Ashmore EMM Middle East B
Managed by Ashmore Equities Investment Management, this invests in the shares of companies that trade in Middle East securities markets. Gulf stock markets did well over the past year, with Dubai, Kuwait and Saudi Arabia among the best performers. Many fund managers expect the momentum to continue in Middle Eastern stock markets this year.
Managed by Deka International, it invests in the biotechnology sector. "Biotechnology is an area of the market which has done very well, so funds that invested in that area of the market have done well, too," says O'Reilly. The biotech index, which includes companies which specialise in biotechnology or pharmaceuticals, rose by about 60 per cent last year.
MS Algebris Global Financials UCITS B Eur
This fund, which invests in the shares and debt of financial services and real estate companies, is managed by Fundlogic SAS. It was set up in July 2011 when the European debt crisis was at its height – so it had a shaky start.

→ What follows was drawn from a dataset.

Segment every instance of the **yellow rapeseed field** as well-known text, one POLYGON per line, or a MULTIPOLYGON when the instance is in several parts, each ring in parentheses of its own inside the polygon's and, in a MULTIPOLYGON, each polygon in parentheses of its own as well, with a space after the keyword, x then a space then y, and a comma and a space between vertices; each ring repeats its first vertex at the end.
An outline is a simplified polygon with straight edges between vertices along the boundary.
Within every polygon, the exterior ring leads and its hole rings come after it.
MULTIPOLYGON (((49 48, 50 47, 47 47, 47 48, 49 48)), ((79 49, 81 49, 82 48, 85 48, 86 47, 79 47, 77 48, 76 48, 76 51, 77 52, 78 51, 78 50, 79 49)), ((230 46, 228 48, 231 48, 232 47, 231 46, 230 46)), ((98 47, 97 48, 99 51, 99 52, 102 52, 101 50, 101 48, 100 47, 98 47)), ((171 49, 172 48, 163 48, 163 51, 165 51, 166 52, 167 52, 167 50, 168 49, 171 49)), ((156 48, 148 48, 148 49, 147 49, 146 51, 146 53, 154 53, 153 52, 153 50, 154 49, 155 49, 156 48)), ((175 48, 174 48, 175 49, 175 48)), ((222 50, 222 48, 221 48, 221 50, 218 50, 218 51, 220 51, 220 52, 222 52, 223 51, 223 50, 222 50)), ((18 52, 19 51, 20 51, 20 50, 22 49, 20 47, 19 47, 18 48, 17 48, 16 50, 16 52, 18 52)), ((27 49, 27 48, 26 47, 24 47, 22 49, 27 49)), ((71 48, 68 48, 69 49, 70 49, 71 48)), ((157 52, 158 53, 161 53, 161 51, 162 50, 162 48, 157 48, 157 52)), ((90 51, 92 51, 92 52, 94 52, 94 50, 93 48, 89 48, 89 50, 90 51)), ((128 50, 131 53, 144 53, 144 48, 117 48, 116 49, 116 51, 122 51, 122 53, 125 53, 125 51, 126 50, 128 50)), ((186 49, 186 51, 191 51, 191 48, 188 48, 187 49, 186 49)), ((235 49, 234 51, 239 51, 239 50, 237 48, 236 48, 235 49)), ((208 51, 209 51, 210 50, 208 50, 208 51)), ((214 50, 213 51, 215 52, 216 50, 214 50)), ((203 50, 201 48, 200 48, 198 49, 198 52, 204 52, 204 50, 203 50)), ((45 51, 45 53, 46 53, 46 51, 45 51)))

It has delivered strong returns over the past two years, however – buoyed by opportunities in the global financial sector and the recovery in Europe.
Tiburon Taiko Eur
This fund, which is managed by Tiburon Partners, largely invests in Japanese shares – and this is one of the main reasons it has performed so well over the past year.
Wise to look at tax bill before investing
Remember past performance is no guarantee of future returns – and it is unwise to choose an investment based solely on performance over one year.
"You should always look under the bonnet of any fund you are considering investing in – not just in relation to the risk the manager might be taking and the size of the fund, but whether its inclusion in a portfolio is justified relative to your risk profile," said James Costello of Davy.
Before choosing an investment fund, understand exactly what kind of tax bill you'll be hit with on any money you make. The rate of tax you pay will depend on where the fund is domiciled (that is, originally based), whether or not the fund is authorised, and how the fund is structured.
Since the beginning of this year, a flat tax rate of 41 per cent must be paid on income or profits you make on an investment fund which is domiciled in Ireland. That same flat rate of tax will be paid on any money you make on funds domiciled in the EU, the European Economic Area (EEA) or the OECD – as long as those funds are authorised and the country has a double taxation agreement with Ireland.
However, if you're investing in an unregulated offshore fund which is domiciled in the EU, the EEA or the OECD, you must pay tax at your higher rate of income tax, PRSI and the universal social charge on any income you receive from the investment – even if Ireland has a double taxation agreement with the country where the fund is based. You must also pay 33 per cent capital gains tax on any profits you make when you sell the fund.
If investing in an offshore fund which is based outside the EU, the EEA or the OECD – but which is still in a country that Ireland has a double taxation agreement with – the amount of tax you pay will depend on whether or not you receive most of your income from the fund each year – or if the income is allowed to build up over time.
If the former, you must pay tax at your higher rate of income tax (as well as paying PRSI and the universal social charge) on any income you receive – and you must also pay 40 per cent capital gains tax on any profits you make when you sell the fund. If the latter, you are taxed at your higher rate of tax on any money you make when you sell your investment.